How 30 years of Star Wars technology changed lives forever

17.12.2008
If you saw the first Star Wars film in 1978 you would have been dazzled by the awe inspiring technology the protagonists took for granted. Thirty years later and many of the film's forward-looking ideas -- from videoconferencing and mobile communications to robotics and bionics -- are being used in our daily lives.

During the next four months Sydney's Powerhouse Museum is playing host to one of the largest collection of Star Wars memorabilia combined with real-life examples of how such technology is being applied for business and social advancement.

The museum's computing and mathematics curator Matthew Connell helped develop the exhibition and, while not a self-confessed Star Wars aficionado, is very interested in comparing the science fiction to today's science fact.
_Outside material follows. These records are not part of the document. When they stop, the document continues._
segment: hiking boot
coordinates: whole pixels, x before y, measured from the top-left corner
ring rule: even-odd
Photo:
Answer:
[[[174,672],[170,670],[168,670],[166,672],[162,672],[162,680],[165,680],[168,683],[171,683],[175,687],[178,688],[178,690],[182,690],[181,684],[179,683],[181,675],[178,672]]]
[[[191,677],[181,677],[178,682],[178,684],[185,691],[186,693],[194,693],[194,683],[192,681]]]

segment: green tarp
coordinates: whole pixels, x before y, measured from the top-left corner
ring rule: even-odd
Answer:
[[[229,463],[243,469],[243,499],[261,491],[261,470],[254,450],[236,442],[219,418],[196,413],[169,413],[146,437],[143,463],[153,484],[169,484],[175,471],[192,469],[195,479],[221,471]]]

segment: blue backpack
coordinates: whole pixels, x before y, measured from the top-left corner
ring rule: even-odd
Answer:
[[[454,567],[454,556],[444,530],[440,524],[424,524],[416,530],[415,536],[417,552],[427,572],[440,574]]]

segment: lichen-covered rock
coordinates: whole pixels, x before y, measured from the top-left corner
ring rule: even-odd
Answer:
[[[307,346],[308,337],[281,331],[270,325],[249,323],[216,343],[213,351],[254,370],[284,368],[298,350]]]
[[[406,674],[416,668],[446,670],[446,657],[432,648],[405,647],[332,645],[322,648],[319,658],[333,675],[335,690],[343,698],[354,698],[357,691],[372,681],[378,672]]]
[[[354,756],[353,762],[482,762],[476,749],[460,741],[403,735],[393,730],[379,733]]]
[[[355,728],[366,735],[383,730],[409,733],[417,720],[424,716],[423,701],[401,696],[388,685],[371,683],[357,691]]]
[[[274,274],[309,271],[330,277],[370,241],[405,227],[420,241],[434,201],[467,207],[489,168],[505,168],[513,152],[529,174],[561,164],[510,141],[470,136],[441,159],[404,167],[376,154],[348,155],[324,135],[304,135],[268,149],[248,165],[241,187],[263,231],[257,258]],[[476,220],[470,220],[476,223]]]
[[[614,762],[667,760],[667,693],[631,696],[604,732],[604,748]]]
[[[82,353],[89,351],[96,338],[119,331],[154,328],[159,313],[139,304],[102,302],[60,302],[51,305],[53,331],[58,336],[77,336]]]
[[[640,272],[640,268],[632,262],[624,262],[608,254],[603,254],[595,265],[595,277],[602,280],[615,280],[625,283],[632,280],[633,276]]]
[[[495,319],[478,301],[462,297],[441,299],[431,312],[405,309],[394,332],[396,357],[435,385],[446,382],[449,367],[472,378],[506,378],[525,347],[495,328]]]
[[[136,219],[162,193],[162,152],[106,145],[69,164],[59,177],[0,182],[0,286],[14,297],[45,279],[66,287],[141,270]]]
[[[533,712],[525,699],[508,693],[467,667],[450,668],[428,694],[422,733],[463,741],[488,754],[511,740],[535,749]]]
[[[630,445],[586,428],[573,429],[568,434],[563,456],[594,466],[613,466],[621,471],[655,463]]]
Star Wars: Where Science Meets Imagination, took a year to set up in Australia and this is the first time it has travelled outside of the US. It was originally developed four years ago at the Museum of Science in Boston in conjunction with Lucasfilm.

"Unlike some of our staff and curators, I don't have a Storm Trooper outfit," Connell said. "We had another Star Wars exhibition here some time ago and that was about the making of the film and that sort of thing. This is particularly different from that and while it has some artifacts in common, it is specifically about our shared understanding of this well-known movie and how this futuristic world can be used to stimulate thought about our future and how we might go and how science might get us there."

The exhibition covers a number of core themes from the Star Wars universe and compares the technology to what humans have engineered or a attempting to develop.